Breaking the language barrier: To help the refugees’ English-speaking skills, Husco ensures there are translators available on every shift.

  • Two employees, Hamza Jebran and Baitullah Jan—Afghan refugees themselves who studied English—serve as translators for their new colleagues. (Click here to watch an interview with Jebran.)
  • “Another of our employees, Habib, couldn’t speak a word of English when we first met him a few months ago, and now we can have a conversation with him,” said Dreikosen. “Sometimes we will have one of our employees come up during a shift meeting and teach the rest of the crew some Pashto as they’re trying to learn some English and share their culture at the same time. It’s really cool to see.”

Eager to learn: For Dreikosen, the refugees’ motivation and eagerness to learn transcend the language and other cultural differences.

  • “They’re as driven and motivated as any other employee who comes through Husco’s doors—and we caught on to that very quickly,” he said. “Their drive for success, given their situation, and how important it is to have a home and to feel welcomed, it’s inspiring.”

Strong foundation: Schuetz says that what has made Husco’s refugee program a success is the company’s strong foundation with its current employees.

  • “It’s been successful for us because we have always made it a point to treat our people fairly and with respect,” he said. “The refugees have been welcomed by their fellow employees because they know that we treat everyone this way, and we would help anyone. There are many challenges, but this team decided they were going to make this work, and every obstacle that they encountered, they knocked it down and moved the ball forward.”
  • The support from Husco has made the program a success: “It starts with our supervisors, our quality engineers, our technicians—they’re all in. They know there’s going to be bumps along the way, but they’ve bought in and know that this is the right thing to do,” said Dreikosen.
  • Dreikosen notes that Husco is now receiving more referrals and inquiries from job seekers of all sorts of backgrounds. They’ve heard about the good the company does and how welcoming it is, and that attention has made the company more attractive in the eyes of job seekers.

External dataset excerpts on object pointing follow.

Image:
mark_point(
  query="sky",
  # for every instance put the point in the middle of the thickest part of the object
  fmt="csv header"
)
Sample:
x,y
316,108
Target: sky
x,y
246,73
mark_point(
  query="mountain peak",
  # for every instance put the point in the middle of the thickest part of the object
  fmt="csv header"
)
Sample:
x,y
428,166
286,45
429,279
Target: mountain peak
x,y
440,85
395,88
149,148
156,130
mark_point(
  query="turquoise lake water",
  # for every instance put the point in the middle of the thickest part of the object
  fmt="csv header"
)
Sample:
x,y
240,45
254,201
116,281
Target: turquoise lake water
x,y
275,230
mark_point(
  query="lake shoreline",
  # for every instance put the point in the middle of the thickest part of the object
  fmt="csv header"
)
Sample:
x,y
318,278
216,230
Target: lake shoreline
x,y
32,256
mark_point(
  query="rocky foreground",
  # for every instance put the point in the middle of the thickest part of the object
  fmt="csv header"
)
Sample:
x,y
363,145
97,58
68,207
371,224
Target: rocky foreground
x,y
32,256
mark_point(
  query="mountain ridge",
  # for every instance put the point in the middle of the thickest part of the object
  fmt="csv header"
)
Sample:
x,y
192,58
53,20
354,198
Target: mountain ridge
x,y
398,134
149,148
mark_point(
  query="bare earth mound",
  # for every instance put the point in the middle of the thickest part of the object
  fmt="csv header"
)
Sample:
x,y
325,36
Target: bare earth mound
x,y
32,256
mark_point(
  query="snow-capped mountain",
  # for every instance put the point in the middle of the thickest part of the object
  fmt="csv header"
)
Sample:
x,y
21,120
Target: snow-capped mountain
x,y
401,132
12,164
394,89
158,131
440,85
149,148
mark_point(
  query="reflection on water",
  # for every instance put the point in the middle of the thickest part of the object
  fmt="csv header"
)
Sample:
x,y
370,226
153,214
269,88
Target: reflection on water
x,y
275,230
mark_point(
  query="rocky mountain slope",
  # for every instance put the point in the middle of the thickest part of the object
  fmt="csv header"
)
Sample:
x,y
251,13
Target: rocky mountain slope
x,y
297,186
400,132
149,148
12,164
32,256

The last word: “When this opportunity was brought to us through Lutheran Social Services, we grabbed onto it tightly and realized that with the challenges that we were going to encounter day to day, the end game was so much greater,” said Schuetz. “It’s been rewarding in so many ways.”

What the NAM says: “With more than 900,000 open jobs in manufacturing, we need to attract and hire from the widest talent pool possible,” said Manufacturing Institute President Carolyn Lee. “When manufacturers hire refugees, they see fewer turnovers and increased efficiencies, and at the same time, they’re helping improve the lives of refugees, their families and communities. Increasing diversity in the talent pool and developing more inclusive workplaces strengthens the competitive advantage of our industry and our workforce.”